- Born: 1965 (age 60–61) Manchester, United Kingdom
- Education: Catering course
- Culinary career
- Cooking style: Modern French
- Rating Michelin star ;
- Current restaurant Simon Radley at the Chester Grosvenor;

= Simon Radley =

British chef (born 1965)

Simon Radley (born 1965) is a British chef. He is a former executive chef of the restaurant Simon Radley at the Chester Grosvenor, known as Arkle. Part of the Chester Grosvenor and Spa hotel in the United Kingdom. Following Radley’s departure, the restaurant failed to retain its Michelin star in the 2022 guide after holding it for 30 consecutive years.

==Early life and career==
Radley was born in 1965 in the English city of Manchester. While still a child, his family moved to Tring, Hertfordshire, where he lived until he was 16. He then completed a catering course at Crewe College (now known as South Cheshire College) and went to Mâcon, where he worked as a waiter for three weeks. Upon returning to England, he held a job in Wilmslow as a chef, before joining the Chester Grosvenor and Spa as chef de partie, in 1986.

Noted for having potential as a chef, Radley was encouraged to expand his experience and skills, and he therefore moved to London to work for a year at Inigo Jones, a restaurant in Covent Garden now known as The Forge, and run at the time by celebrity chef Paul Gayler.
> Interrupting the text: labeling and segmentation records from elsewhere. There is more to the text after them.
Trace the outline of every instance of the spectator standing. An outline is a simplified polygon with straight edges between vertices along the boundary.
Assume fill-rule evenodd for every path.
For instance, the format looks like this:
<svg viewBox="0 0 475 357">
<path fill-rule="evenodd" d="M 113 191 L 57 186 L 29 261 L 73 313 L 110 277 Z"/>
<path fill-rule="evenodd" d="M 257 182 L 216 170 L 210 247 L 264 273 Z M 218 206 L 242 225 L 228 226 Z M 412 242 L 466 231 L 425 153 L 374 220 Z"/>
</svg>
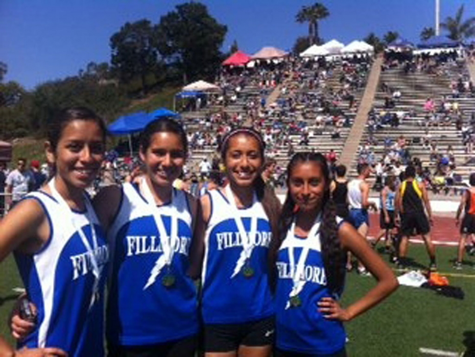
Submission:
<svg viewBox="0 0 475 357">
<path fill-rule="evenodd" d="M 3 217 L 5 213 L 5 181 L 6 175 L 5 173 L 5 163 L 0 162 L 0 217 Z"/>
<path fill-rule="evenodd" d="M 35 186 L 35 178 L 31 172 L 26 170 L 26 159 L 18 159 L 17 168 L 7 176 L 5 183 L 7 194 L 5 202 L 9 209 Z"/>
<path fill-rule="evenodd" d="M 211 165 L 208 161 L 206 157 L 204 157 L 199 163 L 200 176 L 201 178 L 207 178 L 209 176 L 210 171 L 211 170 Z"/>
<path fill-rule="evenodd" d="M 45 181 L 46 181 L 46 175 L 40 171 L 40 161 L 38 160 L 32 160 L 30 163 L 30 169 L 35 179 L 35 184 L 33 187 L 33 190 L 39 189 Z"/>
<path fill-rule="evenodd" d="M 371 168 L 368 164 L 360 164 L 358 165 L 357 171 L 358 177 L 348 183 L 349 220 L 358 232 L 366 239 L 369 229 L 368 210 L 372 208 L 375 211 L 378 211 L 378 207 L 374 202 L 369 201 L 369 185 L 366 179 L 371 174 Z M 360 263 L 358 272 L 362 275 L 368 274 L 366 268 Z"/>
<path fill-rule="evenodd" d="M 470 188 L 466 190 L 462 195 L 460 204 L 457 210 L 455 216 L 455 226 L 460 227 L 460 237 L 458 241 L 458 250 L 457 260 L 453 264 L 453 268 L 460 270 L 462 269 L 462 261 L 463 252 L 465 248 L 466 239 L 470 236 L 473 241 L 475 233 L 475 173 L 470 175 L 469 179 Z M 460 214 L 464 212 L 463 219 L 460 224 Z"/>
<path fill-rule="evenodd" d="M 409 237 L 415 230 L 420 234 L 426 244 L 426 248 L 430 261 L 429 268 L 431 271 L 437 270 L 435 263 L 435 247 L 430 239 L 430 225 L 433 224 L 432 209 L 427 195 L 426 185 L 418 182 L 415 179 L 416 168 L 412 165 L 406 168 L 405 179 L 399 187 L 396 196 L 396 213 L 397 217 L 400 213 L 401 233 L 402 238 L 399 246 L 399 265 L 404 267 L 407 264 L 406 255 L 409 244 Z M 427 210 L 428 215 L 426 215 Z"/>
</svg>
In 1988, he returned to the Chester Grosvenor and, two years later, the restaurant was awarded its first Michelin star. Radley had further opportunities to expand his skills, spending time abroad in 1991 at the Peninsula Hotel in Hong Kong and the Mandarin Oriental in Bangkok. Closer to home, in 1994, Radley worked as executive chef at New Hall Manor in the West Midlands and later at the Nunsmere Hall Hotel in Cheshire.
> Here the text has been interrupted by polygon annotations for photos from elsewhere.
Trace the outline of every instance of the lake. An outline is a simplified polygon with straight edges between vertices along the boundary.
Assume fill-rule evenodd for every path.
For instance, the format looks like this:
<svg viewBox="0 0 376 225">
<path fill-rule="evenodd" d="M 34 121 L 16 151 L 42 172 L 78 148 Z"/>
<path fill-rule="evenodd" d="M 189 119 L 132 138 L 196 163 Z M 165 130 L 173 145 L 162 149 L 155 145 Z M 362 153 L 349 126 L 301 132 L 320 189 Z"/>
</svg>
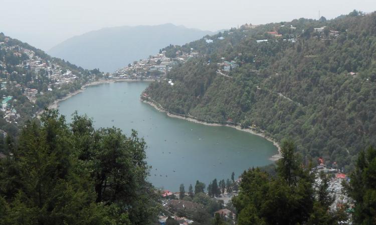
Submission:
<svg viewBox="0 0 376 225">
<path fill-rule="evenodd" d="M 129 135 L 133 128 L 146 142 L 149 180 L 156 188 L 187 191 L 197 180 L 208 184 L 237 178 L 249 168 L 272 162 L 277 148 L 266 139 L 225 126 L 171 118 L 140 100 L 150 82 L 116 82 L 91 86 L 61 102 L 60 112 L 70 121 L 75 110 L 94 119 L 96 128 L 115 126 Z M 113 120 L 113 121 L 112 121 Z"/>
</svg>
==Career with Chester Grosvenor and Spa==
After his four-year absence gaining experience in other establishments, Radley rejoined the Chester Grosvenor and Spa hotel in 1998. As executive chef and director of catering, he oversees all aspects of the hotel's restaurants, menus, and business catering, and recruits and manages a skilled team of chefs, apprentices and waiters. In recognition of Radley's success and expertise, Arkle was refurbished in the summer of 2008 and renamed Simon Radley at the Chester Grosvenor. In 2009, the restaurant was again awarded a Michelin star, its 19th in as many years and one of only five restaurants in the United Kingdom to have held the distinction for such an extended period. The restaurant failed to retain its Michelin Star in 2022’s guide following an extended period of closure due to the COVID-19 pandemic and the departure of Radley. The restaurant is set to reopen in mid 2022 following refurbishment, with Chester-born executive chef Elliot Hill taking the helm.